Emma and Sean. She is wearing a striped red top and Sean a pale blue T. Both are white, with brown hair, Emma's is long.
Photograph: Andy Hall/The Guardian/The Guyliner
Impeccable Table Manners

Emma and Sean

I went to a pop festival yesterday. As occasionally documented on this site and elsewhere in my writing, I haven’t drunk alcohol for a number of years, and, boy, does organised fun really hit different when you’re sober. I am just as exhausted as I would’ve been anyway – I am almost 46 and a half – but being one of the few sober people in a field full of those who aren’t is a test of endurance in itself.
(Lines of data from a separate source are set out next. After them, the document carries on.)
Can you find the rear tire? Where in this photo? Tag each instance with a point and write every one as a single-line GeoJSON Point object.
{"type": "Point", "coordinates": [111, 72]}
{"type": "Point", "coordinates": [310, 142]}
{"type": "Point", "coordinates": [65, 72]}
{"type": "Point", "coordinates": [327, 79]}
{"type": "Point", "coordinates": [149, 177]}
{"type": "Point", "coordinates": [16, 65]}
It was nice to see people having a ball – the young men in front of me during Steps doing ket off a key by torchlight were lovely and very polite and apologised for standing on my toes – but being jostled and shouting and whooping and… kind of everything seems much less adorable when you haven’t been drinking. Indeed, it’s part of it, isn’t it, the tacit agreement you’re all in this together so any squished toes and elbows to the face and induced tinnitus by someone screaming ‘Deeper Shade of Blue’ into your ears is kind of fine because for just one night the boundaries are blurred and nobody needs to be a stranger. Plus, as I remarked to my friend, I have forgotten how to dance. Booze and or/chemicals unlocked movements and gyrations my hips and limbs could only dream about now. Anyway, it was great fun and I was on the same peeing cycle as Jade from Little Mix, queuing up for the loos behind her no fewer than three times. I would also like to extend my middle finger to every weather app that said the weather would be nice, meaning I left the house in shorts cut up to my clavicle and a light T shirt and NOTHING else. It was freezing. And it rained. By 8pm, I was slugging back Sprite draped in my friend’s paper thin scarf looking like I was having some kind of breakdown. I had to run into crowds just to keep warm so at least I’m grateful for the personal space rules being relaxed for one night only.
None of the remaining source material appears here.